One of my personal favourite Gallery interpretations is a one-off customer commission that took 18 months to develop. Together with the artist, the Bespoke Design Collective created a unique structure from solid aircraft-grade aluminium that was remastered in such extraordinary detail in order to transform this technical material into a delicate sculpture, akin to a piece of jewellery.
Are there any Bespoke elements that are automatically designated off-limits?
Saying "no" is not something we do often as we enjoy the challenge of bringing even the most complex ideas to life. However, we would never incorporate materials or engineering into the interior of the car that compromise the level of quality expected from a Rolls-Royce motor car, or indeed, if they don’t respect the strict confines of homologation.
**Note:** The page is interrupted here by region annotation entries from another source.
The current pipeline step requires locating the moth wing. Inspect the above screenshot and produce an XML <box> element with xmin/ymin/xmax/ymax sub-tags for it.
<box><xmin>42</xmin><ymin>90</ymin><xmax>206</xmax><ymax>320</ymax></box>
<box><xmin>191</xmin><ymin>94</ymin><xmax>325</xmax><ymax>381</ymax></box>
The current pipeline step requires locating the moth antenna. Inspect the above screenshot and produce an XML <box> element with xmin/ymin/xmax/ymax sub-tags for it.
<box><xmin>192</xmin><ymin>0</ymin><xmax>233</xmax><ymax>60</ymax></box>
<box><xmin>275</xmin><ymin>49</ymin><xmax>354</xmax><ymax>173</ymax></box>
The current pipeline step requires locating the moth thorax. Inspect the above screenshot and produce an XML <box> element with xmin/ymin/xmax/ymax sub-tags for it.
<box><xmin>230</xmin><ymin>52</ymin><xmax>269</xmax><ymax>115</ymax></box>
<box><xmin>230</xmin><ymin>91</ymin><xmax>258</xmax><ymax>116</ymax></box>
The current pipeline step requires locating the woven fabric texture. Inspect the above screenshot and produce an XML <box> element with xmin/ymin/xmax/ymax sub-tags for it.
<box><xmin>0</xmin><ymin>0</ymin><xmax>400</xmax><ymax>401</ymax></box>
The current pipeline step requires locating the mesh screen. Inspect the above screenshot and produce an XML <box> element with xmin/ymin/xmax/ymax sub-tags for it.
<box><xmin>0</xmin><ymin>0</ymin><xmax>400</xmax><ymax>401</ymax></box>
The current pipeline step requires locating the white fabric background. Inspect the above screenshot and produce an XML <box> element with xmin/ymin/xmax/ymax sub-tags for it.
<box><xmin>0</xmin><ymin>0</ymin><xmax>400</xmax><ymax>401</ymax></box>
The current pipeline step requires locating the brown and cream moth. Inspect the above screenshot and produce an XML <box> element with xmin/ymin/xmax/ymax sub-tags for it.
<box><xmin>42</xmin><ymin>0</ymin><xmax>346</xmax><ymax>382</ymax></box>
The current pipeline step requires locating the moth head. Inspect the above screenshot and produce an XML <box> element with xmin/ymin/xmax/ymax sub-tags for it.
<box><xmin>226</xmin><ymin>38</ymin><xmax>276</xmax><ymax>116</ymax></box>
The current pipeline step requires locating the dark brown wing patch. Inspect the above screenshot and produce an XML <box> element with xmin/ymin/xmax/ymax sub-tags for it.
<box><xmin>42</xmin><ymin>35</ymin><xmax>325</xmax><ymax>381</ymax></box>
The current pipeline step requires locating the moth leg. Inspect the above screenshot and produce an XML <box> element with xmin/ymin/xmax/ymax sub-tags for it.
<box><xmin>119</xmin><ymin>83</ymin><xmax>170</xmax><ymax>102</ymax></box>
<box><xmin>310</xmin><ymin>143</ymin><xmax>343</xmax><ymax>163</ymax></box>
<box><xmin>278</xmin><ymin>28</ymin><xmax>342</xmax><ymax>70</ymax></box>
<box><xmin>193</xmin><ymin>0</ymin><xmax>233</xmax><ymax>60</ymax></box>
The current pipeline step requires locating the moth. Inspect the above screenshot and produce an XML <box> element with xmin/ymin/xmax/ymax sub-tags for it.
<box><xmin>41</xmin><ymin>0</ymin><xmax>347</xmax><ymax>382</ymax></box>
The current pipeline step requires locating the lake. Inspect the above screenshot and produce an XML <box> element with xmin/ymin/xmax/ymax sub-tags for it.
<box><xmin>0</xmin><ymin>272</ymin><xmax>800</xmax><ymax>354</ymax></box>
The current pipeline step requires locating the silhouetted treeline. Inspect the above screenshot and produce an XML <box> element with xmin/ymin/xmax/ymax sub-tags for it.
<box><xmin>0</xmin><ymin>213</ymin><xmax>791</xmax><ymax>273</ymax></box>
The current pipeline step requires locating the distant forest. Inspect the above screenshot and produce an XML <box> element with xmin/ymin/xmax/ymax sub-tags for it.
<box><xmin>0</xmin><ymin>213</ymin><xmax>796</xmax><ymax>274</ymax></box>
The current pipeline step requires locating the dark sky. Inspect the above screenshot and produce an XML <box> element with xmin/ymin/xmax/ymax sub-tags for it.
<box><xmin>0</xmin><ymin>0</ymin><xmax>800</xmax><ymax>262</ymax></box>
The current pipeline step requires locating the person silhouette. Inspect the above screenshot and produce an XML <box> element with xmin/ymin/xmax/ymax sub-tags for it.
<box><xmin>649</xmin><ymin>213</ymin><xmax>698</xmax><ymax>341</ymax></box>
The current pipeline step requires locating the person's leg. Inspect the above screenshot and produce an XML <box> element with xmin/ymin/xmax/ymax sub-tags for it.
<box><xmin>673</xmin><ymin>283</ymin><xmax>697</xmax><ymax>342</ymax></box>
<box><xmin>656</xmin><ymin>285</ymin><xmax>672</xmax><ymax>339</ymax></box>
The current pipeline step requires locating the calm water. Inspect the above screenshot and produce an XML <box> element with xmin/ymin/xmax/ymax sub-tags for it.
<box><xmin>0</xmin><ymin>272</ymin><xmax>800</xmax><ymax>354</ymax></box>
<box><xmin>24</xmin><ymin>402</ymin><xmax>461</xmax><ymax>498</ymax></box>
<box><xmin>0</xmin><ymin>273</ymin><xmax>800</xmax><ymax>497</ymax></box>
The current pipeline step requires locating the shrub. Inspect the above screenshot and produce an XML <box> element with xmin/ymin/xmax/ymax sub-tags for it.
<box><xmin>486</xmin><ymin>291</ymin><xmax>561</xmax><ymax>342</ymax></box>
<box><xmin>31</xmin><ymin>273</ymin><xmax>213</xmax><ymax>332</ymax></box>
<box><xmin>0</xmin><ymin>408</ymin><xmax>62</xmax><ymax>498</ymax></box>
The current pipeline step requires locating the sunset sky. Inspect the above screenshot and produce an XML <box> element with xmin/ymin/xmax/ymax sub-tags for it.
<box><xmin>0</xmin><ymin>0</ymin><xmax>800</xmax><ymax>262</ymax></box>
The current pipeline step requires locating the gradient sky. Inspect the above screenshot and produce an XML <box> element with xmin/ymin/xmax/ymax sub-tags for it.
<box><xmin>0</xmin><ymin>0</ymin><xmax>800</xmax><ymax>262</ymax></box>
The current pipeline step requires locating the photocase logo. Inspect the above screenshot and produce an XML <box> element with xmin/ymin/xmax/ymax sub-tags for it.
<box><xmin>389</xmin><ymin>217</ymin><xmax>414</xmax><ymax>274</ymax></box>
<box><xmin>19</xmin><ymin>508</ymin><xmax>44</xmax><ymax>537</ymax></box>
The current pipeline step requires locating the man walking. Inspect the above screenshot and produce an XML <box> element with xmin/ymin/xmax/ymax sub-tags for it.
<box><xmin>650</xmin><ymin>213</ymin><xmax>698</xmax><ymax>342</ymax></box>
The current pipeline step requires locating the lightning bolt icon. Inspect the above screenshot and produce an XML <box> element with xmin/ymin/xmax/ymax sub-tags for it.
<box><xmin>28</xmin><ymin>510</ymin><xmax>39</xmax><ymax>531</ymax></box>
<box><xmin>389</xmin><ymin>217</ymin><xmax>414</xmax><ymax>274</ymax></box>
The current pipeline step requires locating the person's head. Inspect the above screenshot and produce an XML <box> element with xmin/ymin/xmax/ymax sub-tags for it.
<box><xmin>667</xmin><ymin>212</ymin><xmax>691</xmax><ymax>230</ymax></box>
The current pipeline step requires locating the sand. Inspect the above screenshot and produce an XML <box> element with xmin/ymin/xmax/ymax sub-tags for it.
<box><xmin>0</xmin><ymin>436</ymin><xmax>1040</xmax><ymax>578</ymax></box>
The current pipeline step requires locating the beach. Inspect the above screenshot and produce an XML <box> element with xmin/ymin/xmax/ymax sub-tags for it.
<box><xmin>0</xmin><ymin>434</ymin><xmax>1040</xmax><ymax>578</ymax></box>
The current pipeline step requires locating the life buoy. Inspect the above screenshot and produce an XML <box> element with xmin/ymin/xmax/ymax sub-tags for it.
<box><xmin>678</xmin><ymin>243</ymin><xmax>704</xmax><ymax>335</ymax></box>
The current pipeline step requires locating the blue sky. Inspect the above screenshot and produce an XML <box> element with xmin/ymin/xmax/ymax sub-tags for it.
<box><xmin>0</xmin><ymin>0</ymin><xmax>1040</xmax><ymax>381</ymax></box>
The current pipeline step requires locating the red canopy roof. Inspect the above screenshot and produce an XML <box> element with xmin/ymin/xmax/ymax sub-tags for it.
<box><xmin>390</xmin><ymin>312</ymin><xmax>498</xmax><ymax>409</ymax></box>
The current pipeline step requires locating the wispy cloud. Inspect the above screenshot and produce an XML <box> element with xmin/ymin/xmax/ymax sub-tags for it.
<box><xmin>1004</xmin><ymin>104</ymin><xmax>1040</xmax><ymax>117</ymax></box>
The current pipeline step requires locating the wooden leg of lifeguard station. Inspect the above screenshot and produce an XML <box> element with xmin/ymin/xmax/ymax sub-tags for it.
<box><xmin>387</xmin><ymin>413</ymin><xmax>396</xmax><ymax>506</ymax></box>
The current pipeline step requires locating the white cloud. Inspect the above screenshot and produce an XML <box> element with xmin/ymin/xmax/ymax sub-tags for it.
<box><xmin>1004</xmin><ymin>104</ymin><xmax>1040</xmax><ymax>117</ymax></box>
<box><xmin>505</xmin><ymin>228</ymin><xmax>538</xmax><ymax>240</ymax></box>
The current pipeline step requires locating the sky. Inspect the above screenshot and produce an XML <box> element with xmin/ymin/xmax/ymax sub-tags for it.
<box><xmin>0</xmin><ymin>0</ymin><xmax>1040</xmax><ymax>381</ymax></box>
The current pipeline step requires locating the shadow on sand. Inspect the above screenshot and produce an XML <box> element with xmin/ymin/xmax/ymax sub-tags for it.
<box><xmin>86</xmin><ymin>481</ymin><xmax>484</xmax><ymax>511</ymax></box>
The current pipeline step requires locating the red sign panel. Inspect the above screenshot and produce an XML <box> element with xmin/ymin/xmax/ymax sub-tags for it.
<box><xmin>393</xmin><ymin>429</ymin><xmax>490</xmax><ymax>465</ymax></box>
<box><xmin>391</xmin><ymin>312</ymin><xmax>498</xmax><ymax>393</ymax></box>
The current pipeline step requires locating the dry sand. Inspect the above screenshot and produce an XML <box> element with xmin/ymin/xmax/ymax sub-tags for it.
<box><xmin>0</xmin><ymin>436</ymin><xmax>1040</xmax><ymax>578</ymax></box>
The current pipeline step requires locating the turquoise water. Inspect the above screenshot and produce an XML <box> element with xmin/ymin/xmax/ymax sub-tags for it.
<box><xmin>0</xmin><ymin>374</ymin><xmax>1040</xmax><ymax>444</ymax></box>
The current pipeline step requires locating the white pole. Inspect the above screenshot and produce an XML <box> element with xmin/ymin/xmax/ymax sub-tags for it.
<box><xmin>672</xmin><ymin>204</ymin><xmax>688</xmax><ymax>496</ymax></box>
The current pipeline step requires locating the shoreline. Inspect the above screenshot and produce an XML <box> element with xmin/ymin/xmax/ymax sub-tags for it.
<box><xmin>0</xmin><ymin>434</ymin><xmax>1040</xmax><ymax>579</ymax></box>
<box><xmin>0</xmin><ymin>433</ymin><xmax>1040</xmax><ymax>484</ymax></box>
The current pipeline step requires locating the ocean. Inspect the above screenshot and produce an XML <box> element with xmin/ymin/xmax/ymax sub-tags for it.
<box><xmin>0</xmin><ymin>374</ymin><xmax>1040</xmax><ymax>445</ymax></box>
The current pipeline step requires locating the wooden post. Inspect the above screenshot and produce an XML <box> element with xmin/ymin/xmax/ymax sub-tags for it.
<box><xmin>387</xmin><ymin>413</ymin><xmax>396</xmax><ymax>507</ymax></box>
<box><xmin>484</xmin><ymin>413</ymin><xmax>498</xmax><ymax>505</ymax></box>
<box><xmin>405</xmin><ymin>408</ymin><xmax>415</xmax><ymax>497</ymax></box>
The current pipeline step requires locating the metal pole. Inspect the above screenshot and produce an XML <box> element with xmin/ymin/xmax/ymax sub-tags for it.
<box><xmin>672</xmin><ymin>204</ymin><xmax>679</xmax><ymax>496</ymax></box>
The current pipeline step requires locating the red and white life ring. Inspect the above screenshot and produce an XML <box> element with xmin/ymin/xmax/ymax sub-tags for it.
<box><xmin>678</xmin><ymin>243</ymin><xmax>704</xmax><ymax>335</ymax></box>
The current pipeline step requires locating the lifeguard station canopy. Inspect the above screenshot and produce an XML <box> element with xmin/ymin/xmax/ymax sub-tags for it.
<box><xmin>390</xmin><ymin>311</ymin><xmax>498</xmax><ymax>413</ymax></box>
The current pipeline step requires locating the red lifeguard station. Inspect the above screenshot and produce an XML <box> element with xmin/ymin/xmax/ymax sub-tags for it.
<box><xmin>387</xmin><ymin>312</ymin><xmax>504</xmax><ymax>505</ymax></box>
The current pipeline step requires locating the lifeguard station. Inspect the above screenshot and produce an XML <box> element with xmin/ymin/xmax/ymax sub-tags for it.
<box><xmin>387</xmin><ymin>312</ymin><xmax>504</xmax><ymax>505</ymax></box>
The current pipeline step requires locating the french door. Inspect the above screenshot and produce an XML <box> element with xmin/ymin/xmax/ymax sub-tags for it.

Have there ever been any customer requests that you have vetoed or, at the very least, made you feel a bit queasy because they didn’t quite fit with RR’s stylish reputation?
The Rolls-Royce designers are not the arbiters of good taste and would never decline a customer request purely on the basis of aesthetics. The customers’ cultural background has a significant influence on their lifestyle choices as well as on their vision for the motor car, and we strive to make this cultural unicity a central element of each Bespoke commission. If we notice lack of harmony, say between the interior and the exterior chromatic, we would gladly make recommendations in that respect, but ultimately the decision lies entirely with the client.
What’s your favourite Bespoke model so far?
My favourite Bespoke project is the Phantom Zenith Collection, which marked the end of production for the Phantom VII model range. In my opinion, the Phantom Coupé is a car pre-destined to become an icon in the automotive world and a veritable collector’s piece not only due to its rarity but also due to its phenomenal aesthetic. The interior is a celebration of the car’s incredible heritage. For instance, a priceless memento of the model’s conclusion rests inside the central fascia drawer, where the car’s unique identification number was laser-engraved on a removable polished aluminium case. Within this, sits a piece of automotive history, namely a single piece of the Phantom assembly line from the home of Rolls-Royce in Goodwood.
The Middle East is your main market for Bespoke – what are the most memorable cars you have worked on that have been delivered to our region?
I had the honour to work on a recent Bespoke commission from the Middle East, a very contemporary and unique Wraith for one of the marque’s most valued collectors. Intricate painted carbon fibre, visualised exclusively for this customer, adorns the fascia and the centre console. Despite the monochromatic theme, the design of the carbon fibre gives the interior a highly modern allure. For the exterior, we created a two-tone design whereby the contrast didn’t lie in the choice of different colours but in their finish. Artic white paint adorns both the main body and the bonnet, the ice finish on the latter beautifully complements the glossy execution of the former.
How large is the storeroom of unique paint, bodywork, interior trim etc that you have to keep for Bespoke customers’ cars?
The Bespoke offering at Rolls-Royce is, indeed, nothing short of impressive with a palette of 44.000 different paints alone, not to mention the possibilities for leather and wood. For example, when a customer requests a paint to be made especially for their motor car, it often bears the name of the client and is safely stored in our archive in case they wish to use it again in the future.